Incubating, temperature, humidity and hatching.
The incubator needs to have an initial temperature of 37.5 degrees Celsius and a humidity between 45-55%. Put the eggs round side up and just remember if you're manually turning the eggs, they need to be done about 5 times a day. You could candle the eggs at day three and ten but more about that later. Note; humidity can be controlled simply with a bowl of water and a sponge.
On day 19, put your incubator in lock down by turning off any egg turning activity, and if you can, increase the humidity to 60-65%. Note; get a bigger bowl and a bigger sponge. Quickly take out any egg trays you have, replace the floor with a towel or any other non-slip material and avoid opening or disturbing the incubator as its important to keep the conditions stable. Now just wait for day 21.
Hatching the babies but a word of warning, don't count the chickens before they hatch
We all know what happens next, The babies start taking to each other Tweet, Tweet, then they fight to get out (pipping) one by one they emerge as tiny bundles of fluff. We've read all this stuff before, but before we go any further, I want to explain the reality of home incubating versus buying POL (point of lay) pullets.

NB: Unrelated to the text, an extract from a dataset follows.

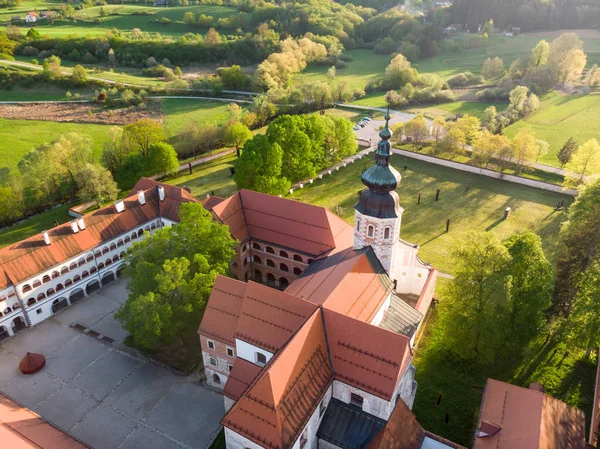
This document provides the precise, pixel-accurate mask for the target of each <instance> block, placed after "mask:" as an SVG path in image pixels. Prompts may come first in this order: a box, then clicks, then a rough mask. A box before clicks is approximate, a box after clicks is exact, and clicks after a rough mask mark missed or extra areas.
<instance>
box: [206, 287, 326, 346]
mask: <svg viewBox="0 0 600 449" xmlns="http://www.w3.org/2000/svg"><path fill="white" fill-rule="evenodd" d="M316 309H317V306H316V305H314V304H312V303H310V302H308V301H304V300H303V299H299V298H296V297H294V296H291V295H288V294H287V293H284V292H281V291H279V290H276V289H274V288H270V287H267V286H265V285H261V284H257V283H256V282H252V281H250V282H248V287H247V288H246V292H245V295H244V300H243V302H242V308H241V310H240V316H239V319H238V321H237V328H236V333H235V336H236V337H237V338H240V339H241V340H244V341H247V342H248V343H252V344H253V345H255V346H258V347H260V348H263V349H266V350H267V351H270V352H273V353H274V352H276V351H277V350H279V348H281V347H282V346H283V345H285V344H286V343H287V342H288V340H289V339H290V337H291V336H292V335H293V334H294V333H295V332H296V331H297V330H298V329H299V328H300V326H302V323H304V322H305V321H306V319H307V318H308V317H309V316H310V315H311V314H312V313H313V312H314V311H315V310H316ZM203 322H204V320H203Z"/></svg>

Let's assume you have an homemade incubator or at the very best a small one purchased through a produce store or on-line, and you've acquired 12 fertile eggs. Chances are, given the very best circumstances, maybe just a handful will hatch, lets say 9 out of 12, and I think that's generous. So you've now consumed some extra electricity for a 21 day period for 9 babies.
Now you have to brood them or "let them grow bigger", for this you need a separate facility, a box of some sort with a heater/lamp going all day and night. You have to make sure they have water and you'll have to buy baby food. If they don't do damage to themselves with the water container, chances are they'll fill it with poo very quickly meaning someone has to refresh the water on a regular basis (unless you buy one of our very own baby chicken waterer) See Here Expect an attrition rate of one or two, so now you're down to seven. There's bedding to change every day, and at some time they'll get too big for the box so you'll need to buy a bigger box. So now, we have expense for watering container, feeding container, Starter Food, and electricity running a heater/lamp 24 hours a day.
Gradually after about 4 or 5 weeks depending on the season they'll be ready to move into an outdoor setting. But, but, if you're going to introduce those small chickens into your flock, you'll need to isolate them for a further 12 week or so in full vision of your older ladies. And then the real truth emerges, out of the seven chickens you've carefully nurtured, its possible three of them are males.
The horrible truth is that for maybe 12 weeks or more, you've been feeding Cockerels instead of Pullets and its cost you electricity in the incubation period, electricity in the hatching/growing period, food in the growing period, all for a possible four babies
So my point here is whilst is so interesting to see the eggs hatch and so interesting to hold the babies in you hand. The truth is you can buy a handful of 12 to 16 week pullets, of various breeds vaccinated and wormed for a fraction of the cost of all the three week incubating and subsequent period hatching and socialising with the rest of the flock. Have I made my point?